Na verdade, as medidas que serão impostas aos portugueses nos próximos anos implicarão sacrifícios muito sérios e, como se temia, serão suportadas mais uma vez, e em grande parte, pela classe média do país, o que não deixará de ter, a prazo, pesadas consequências, e um grande impacto social, cultural e político.
Ainda assim, este "pacote" de medidas tem virtudes óbvias, e só por má-fé pode ser comparado com o PEC 4. Em primeiro lugar, porque o mecanismo de controlo trimestral impedirá as "derrapagens" a que se tem assistido nas contas públicas, o que reduz o risco a que temos estado sujeitos.
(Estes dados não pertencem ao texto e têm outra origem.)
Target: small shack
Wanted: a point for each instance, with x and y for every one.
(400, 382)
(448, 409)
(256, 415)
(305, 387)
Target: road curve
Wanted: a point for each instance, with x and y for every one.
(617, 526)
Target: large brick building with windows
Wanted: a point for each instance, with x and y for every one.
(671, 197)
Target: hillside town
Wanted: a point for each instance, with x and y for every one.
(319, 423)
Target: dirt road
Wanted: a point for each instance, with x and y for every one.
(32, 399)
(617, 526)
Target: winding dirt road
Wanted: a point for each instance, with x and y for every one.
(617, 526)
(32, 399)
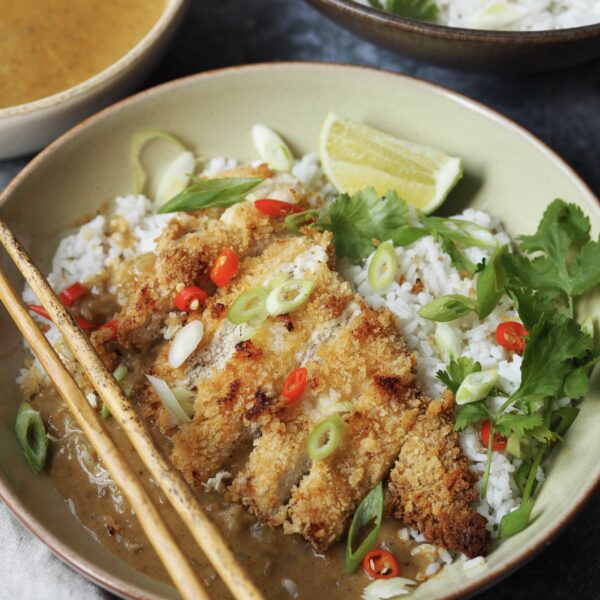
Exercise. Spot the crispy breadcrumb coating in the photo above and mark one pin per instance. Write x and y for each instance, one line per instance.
(431, 486)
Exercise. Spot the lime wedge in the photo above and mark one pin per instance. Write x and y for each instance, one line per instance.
(355, 156)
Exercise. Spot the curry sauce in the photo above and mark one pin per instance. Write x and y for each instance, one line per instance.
(47, 46)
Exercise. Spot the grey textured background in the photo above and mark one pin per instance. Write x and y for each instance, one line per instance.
(563, 109)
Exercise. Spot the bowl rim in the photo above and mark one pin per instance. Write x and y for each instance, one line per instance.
(381, 18)
(98, 80)
(114, 583)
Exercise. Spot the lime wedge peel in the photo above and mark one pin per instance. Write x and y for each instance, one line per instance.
(355, 156)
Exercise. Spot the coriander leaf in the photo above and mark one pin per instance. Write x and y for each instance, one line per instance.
(423, 10)
(515, 521)
(459, 259)
(370, 510)
(490, 283)
(462, 231)
(566, 415)
(356, 221)
(481, 265)
(543, 434)
(538, 274)
(568, 261)
(447, 308)
(532, 305)
(553, 346)
(512, 423)
(471, 413)
(456, 372)
(562, 226)
(210, 193)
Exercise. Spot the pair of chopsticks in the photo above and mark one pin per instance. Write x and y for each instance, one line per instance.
(176, 490)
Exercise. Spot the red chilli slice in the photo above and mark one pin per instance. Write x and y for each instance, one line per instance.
(276, 208)
(225, 268)
(511, 335)
(295, 385)
(499, 442)
(380, 564)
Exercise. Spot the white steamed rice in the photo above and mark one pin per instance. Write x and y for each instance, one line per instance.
(518, 15)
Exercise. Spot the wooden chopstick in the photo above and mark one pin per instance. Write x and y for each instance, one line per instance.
(177, 491)
(124, 475)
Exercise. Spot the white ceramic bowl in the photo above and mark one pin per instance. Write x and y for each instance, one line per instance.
(28, 127)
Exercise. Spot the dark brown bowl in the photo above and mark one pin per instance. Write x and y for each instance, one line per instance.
(467, 49)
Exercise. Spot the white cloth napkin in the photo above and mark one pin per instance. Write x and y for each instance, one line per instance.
(29, 571)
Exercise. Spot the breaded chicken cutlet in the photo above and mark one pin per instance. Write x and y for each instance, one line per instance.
(354, 355)
(355, 359)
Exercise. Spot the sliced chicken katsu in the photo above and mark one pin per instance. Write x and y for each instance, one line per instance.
(354, 355)
(431, 486)
(187, 249)
(239, 382)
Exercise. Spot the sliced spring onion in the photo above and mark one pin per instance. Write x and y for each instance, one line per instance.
(371, 508)
(383, 267)
(185, 399)
(325, 437)
(447, 341)
(186, 340)
(387, 589)
(521, 475)
(271, 148)
(289, 296)
(476, 386)
(447, 308)
(513, 446)
(248, 306)
(294, 221)
(120, 372)
(479, 235)
(176, 177)
(587, 326)
(138, 142)
(168, 399)
(31, 434)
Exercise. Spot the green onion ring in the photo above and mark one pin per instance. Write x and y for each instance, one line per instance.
(248, 306)
(331, 429)
(370, 510)
(31, 434)
(383, 267)
(289, 296)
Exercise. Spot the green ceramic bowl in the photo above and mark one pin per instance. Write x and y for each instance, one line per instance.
(507, 171)
(467, 49)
Depois, porque abrange muito mais áreas do que as previstas nessa proposta do Governo, nomeadamente ao nível da redução dos gastos do Estado, além de que, ao reduzir a prestação das empresas, terá um impacto equivalente a uma desvalorização. Por outro lado, porque terá a vantagem de trazer quase 80 mil milhões de euros para a nossa economia a uma taxa de juro inferior, em metade, aquela a que o país se iria, de outra forma, sujeitar.
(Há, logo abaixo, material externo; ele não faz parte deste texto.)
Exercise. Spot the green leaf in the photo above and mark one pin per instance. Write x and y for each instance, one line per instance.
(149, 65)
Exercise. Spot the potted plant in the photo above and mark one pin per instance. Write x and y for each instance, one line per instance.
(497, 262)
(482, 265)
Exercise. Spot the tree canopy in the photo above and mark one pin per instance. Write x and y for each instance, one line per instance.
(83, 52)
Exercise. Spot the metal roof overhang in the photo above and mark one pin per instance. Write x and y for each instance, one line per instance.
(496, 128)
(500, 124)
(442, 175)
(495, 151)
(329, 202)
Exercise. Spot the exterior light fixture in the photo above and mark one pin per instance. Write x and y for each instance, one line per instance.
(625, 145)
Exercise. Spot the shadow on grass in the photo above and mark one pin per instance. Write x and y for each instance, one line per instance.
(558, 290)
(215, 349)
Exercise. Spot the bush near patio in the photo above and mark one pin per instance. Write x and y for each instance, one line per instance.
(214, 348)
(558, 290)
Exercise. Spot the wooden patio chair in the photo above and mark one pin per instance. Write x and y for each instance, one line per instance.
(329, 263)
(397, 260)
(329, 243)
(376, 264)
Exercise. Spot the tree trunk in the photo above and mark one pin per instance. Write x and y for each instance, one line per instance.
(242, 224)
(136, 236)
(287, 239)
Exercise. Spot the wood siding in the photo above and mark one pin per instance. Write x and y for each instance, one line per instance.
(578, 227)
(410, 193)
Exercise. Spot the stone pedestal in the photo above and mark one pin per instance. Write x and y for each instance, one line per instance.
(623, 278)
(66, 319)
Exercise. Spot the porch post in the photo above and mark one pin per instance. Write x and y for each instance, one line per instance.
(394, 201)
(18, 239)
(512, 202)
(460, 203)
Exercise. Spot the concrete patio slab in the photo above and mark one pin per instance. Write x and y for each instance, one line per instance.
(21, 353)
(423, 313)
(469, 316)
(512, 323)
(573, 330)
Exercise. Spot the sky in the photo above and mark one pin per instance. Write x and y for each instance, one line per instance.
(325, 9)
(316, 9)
Curiosamente, o Governo português acabou por aceitar, em poucas semanas, tomar medidas que há muito vinham a ser preconizadas pelo PSD e pelo CDS. Como disse Fernando Ulrich, "foi comovente ouvir Pedro Silva Pereira a pedir o apoio desses partidos da Oposição para que o pacote seja aprovado, quando ele se assemelha muito mais aos seus programas do que com aquilo que o PS fez desde que chegou ao poder".
Não sei qual será a interpretação que os portugueses fazem de tudo o que se passou nos últimos dias. A máquina de propaganda é eficiente, e contribui para o encurtar da memória. Será que ainda alguém se lembra de ouvir Sócrates garantir que não governaria com o FMI? Creio que, apesar de todas as dúvidas que um tema tão complicado possa suscitar, já se percebeu que foi bom que o PEC 4 fosse chumbado, na medida em que mesmo que este pacote fosse igual, e não é, tem a vantagem comparativa de permitir que o Estado se endivide a uma taxa muito mais baixa. Ter-se-á percebido, também, que os políticos que andavam desavindos se entenderam em apenas três semanas, não apenas porque lhes acenaram com a cenoura (e era a única existente) mas também porque, ao contrário do que fez o Governo demissionário, a "troika" tratou de ouvir, e à séria, quer a oposição, quer os parceiros sociais.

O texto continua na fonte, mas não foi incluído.